It's a routine (if risky) practice: A cyclist approaches a red light, slows to a near-stop, checks both ways for pedestrians and cars, and—acting like a pedestrian in that situation—keeps rolling right on through the intersection. But it's also illegal, and one New York cyclist is paying dearly for it. The anonymous cyclist, who ran three consecutive red lights on his way home from the Williamsburg neighborhood of Brooklyn to nearby Bushwick, was followed and pulled over by a NYPD officer and issued four tickets—one for each red light and one for wearing headphones. He admitted his wrong, and naïvely pled guilty to the tickets. Weeks later, the bill came in the mail for a whopping $1,555.

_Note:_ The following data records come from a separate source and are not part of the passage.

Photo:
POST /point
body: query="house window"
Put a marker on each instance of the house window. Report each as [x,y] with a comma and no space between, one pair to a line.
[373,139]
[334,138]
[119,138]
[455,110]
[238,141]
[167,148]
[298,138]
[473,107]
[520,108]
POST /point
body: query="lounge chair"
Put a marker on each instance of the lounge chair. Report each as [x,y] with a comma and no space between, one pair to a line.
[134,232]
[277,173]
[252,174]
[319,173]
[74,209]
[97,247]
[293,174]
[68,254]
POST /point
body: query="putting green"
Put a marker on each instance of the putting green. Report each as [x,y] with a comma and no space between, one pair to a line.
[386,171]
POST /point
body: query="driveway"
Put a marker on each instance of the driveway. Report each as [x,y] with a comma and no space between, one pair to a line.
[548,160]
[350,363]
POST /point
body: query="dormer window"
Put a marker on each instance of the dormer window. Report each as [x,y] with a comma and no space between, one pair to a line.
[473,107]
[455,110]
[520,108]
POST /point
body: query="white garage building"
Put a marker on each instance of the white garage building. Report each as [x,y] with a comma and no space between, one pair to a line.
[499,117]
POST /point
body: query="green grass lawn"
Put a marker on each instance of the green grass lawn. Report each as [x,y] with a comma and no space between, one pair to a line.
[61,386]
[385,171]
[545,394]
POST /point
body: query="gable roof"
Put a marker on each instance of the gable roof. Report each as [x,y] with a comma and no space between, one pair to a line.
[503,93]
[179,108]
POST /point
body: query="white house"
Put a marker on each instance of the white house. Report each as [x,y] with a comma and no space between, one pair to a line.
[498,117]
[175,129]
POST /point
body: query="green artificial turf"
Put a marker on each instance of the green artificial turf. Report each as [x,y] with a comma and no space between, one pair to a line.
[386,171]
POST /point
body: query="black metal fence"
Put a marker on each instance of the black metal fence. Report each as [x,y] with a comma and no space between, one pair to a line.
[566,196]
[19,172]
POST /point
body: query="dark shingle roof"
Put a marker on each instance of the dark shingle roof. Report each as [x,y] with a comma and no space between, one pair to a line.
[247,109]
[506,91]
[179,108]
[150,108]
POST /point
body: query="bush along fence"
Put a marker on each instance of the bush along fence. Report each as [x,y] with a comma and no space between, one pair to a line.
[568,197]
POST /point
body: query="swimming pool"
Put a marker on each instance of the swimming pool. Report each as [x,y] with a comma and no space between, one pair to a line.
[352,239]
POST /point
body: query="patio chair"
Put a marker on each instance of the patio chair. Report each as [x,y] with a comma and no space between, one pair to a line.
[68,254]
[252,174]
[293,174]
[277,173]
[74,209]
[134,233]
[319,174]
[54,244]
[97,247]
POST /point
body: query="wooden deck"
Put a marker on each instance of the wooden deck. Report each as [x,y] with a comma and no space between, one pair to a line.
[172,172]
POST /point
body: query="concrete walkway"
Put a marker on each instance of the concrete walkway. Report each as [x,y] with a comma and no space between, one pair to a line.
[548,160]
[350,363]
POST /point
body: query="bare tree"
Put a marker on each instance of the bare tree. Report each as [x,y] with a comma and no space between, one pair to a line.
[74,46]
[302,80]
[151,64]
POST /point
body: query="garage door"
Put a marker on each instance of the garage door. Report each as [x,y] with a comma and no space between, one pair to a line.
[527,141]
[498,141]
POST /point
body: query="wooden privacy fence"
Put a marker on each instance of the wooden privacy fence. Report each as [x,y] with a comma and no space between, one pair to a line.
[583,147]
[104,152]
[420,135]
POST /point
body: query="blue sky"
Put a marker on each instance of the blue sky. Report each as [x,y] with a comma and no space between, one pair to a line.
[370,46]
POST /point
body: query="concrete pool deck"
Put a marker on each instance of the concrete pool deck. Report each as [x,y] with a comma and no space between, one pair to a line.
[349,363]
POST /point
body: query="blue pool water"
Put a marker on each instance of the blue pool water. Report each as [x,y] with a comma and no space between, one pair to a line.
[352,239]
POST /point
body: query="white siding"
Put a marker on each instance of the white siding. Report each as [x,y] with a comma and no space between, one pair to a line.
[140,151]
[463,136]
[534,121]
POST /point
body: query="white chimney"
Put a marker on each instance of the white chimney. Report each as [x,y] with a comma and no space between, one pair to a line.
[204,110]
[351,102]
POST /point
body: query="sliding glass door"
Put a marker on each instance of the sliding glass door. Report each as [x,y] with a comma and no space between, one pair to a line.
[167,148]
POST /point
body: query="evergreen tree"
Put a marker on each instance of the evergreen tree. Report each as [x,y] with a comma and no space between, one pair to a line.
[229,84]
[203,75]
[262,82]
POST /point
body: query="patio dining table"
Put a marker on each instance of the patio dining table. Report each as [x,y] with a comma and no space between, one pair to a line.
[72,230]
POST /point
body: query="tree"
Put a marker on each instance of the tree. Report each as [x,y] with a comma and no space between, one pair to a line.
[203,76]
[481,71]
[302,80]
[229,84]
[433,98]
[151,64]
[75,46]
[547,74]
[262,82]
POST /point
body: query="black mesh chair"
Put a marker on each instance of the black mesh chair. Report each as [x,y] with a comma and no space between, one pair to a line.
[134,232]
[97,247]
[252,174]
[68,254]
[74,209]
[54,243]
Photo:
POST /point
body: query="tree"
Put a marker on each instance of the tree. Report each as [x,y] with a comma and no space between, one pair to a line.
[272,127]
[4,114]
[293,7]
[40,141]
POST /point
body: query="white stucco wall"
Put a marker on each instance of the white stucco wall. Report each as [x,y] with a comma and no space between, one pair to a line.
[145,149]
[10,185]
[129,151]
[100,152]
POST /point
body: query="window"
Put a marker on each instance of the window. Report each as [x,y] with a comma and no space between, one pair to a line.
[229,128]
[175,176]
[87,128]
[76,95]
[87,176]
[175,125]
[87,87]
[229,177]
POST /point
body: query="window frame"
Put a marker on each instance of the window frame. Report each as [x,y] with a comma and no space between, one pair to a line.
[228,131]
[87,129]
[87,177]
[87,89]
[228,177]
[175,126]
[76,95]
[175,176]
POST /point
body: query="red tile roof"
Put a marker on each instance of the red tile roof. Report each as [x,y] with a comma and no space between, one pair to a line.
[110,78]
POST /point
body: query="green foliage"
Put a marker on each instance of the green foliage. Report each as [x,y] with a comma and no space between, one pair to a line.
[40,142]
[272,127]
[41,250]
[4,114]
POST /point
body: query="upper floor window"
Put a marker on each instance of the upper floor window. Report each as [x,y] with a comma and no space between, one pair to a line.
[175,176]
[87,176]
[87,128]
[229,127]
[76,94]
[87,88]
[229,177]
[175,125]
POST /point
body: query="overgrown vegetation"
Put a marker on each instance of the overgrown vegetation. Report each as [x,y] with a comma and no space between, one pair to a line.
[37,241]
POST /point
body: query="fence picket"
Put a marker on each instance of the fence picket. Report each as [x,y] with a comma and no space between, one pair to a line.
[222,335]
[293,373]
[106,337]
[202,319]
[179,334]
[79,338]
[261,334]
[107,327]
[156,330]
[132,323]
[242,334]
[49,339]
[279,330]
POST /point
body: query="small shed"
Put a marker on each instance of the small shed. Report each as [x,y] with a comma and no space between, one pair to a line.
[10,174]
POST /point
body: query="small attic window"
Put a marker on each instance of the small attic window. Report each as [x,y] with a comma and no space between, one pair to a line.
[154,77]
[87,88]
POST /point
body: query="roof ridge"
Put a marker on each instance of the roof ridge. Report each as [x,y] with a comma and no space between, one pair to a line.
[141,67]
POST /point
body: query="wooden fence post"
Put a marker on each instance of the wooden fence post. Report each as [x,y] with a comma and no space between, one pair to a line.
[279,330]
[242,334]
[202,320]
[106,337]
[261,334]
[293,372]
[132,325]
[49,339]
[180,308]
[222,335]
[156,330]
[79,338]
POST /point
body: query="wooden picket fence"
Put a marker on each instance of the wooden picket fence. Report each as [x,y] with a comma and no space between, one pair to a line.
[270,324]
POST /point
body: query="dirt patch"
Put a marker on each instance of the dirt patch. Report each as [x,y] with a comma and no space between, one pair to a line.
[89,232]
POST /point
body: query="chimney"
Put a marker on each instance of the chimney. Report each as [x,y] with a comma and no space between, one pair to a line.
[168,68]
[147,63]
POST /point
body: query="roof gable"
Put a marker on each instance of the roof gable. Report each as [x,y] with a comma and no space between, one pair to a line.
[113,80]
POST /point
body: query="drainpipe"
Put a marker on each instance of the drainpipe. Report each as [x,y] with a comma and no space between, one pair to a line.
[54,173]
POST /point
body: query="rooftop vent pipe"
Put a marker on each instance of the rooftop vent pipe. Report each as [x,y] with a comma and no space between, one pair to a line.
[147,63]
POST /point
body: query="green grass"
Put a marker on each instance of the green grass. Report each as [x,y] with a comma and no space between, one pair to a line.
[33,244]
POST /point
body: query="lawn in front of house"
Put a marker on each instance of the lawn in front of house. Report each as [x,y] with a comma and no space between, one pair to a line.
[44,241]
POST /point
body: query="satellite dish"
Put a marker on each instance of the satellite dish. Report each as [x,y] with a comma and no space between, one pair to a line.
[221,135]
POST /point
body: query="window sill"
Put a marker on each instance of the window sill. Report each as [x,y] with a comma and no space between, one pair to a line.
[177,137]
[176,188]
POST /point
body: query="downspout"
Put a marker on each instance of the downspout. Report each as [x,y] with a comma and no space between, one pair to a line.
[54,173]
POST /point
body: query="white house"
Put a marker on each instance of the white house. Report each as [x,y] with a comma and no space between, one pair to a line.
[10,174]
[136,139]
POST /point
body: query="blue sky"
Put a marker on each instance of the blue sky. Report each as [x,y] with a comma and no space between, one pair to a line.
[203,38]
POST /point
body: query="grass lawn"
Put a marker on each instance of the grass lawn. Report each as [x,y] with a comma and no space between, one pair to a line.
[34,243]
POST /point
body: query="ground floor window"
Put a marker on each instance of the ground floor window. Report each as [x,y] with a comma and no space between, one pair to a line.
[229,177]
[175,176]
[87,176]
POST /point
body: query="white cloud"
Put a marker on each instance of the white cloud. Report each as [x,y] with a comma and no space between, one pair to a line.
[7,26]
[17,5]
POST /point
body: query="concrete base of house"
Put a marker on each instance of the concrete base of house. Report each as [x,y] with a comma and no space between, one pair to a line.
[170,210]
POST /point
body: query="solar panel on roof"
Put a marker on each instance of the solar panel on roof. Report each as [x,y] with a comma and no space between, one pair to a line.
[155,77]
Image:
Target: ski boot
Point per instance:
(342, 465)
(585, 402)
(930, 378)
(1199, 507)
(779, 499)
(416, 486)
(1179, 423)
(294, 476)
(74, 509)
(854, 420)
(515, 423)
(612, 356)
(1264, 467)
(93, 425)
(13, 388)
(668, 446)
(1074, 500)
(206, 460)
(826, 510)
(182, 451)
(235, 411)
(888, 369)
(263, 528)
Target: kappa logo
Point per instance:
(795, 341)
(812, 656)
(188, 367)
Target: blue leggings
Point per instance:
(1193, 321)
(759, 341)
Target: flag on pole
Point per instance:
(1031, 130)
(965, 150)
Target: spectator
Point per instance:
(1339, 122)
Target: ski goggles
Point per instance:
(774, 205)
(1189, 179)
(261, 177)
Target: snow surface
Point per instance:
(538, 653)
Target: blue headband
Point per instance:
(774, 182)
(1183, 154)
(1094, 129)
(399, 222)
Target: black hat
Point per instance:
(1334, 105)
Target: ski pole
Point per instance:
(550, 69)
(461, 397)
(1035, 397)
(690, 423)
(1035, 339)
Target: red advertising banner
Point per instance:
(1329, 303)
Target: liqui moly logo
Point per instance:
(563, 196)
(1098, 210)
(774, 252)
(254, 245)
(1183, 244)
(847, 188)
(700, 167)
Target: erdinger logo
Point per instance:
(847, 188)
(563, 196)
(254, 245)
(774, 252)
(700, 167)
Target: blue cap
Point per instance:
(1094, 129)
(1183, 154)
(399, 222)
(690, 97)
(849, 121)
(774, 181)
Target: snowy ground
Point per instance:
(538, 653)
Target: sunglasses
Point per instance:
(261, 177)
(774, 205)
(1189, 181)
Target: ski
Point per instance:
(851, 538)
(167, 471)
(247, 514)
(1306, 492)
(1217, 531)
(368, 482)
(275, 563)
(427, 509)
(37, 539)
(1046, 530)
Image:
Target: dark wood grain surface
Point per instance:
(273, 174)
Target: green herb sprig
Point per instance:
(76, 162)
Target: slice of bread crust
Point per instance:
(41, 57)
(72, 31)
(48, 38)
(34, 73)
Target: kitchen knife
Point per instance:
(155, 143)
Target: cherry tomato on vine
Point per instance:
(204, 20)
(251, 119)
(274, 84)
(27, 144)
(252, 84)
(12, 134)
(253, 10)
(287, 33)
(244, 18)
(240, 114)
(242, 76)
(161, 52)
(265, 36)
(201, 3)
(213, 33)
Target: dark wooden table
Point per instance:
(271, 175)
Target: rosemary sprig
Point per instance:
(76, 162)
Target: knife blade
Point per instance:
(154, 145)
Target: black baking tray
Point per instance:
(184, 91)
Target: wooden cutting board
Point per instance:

Put into the context of New York's "bike wars," though, such a stiff punishment was probably predictable. You see, New York is turning into a very bikeable city, laying 250+ miles of bike lanes since 2006 to give it more than any other city in North America (and 280 additional miles are planned). Partly in response to that, the number of cyclists has roughly quadrupled in the past decade. Add to those riders the (now delayed) Citi Bike bike share program that will unleash 10,000 rent-by-the-hour bikes on city streets, and non-cyclists have started feeling like an invasion is on. Not so much a literal invasion, but an invasion of their already cramped personal space. Motorists in bumper-to-bumper traffic don't like having bikes in the mix, and pedestrians feel threatened by speeding cyclists who disobey traffic laws.
Over the past two years, tensions have flared, political and personal battles have been fought over bike lanes (just last week, a saboteur scattered tacks across one busy lane), and the NYPD entered the fray by cracking down on cyclists who flout the rules of the road in an ongoing sting it's dubbed Operation Safe Cycle. Bikers, beware! Follow the rules of the road—it's good for your safety and good for your wallet, as the poor anonymous cyclist made crystal clear: "This is my first bike infraction in New York City. $1,500 seems pretty excessive, especially for a 24-year-old where $1,500 is a little less than 10% of my yearly income." Yikes.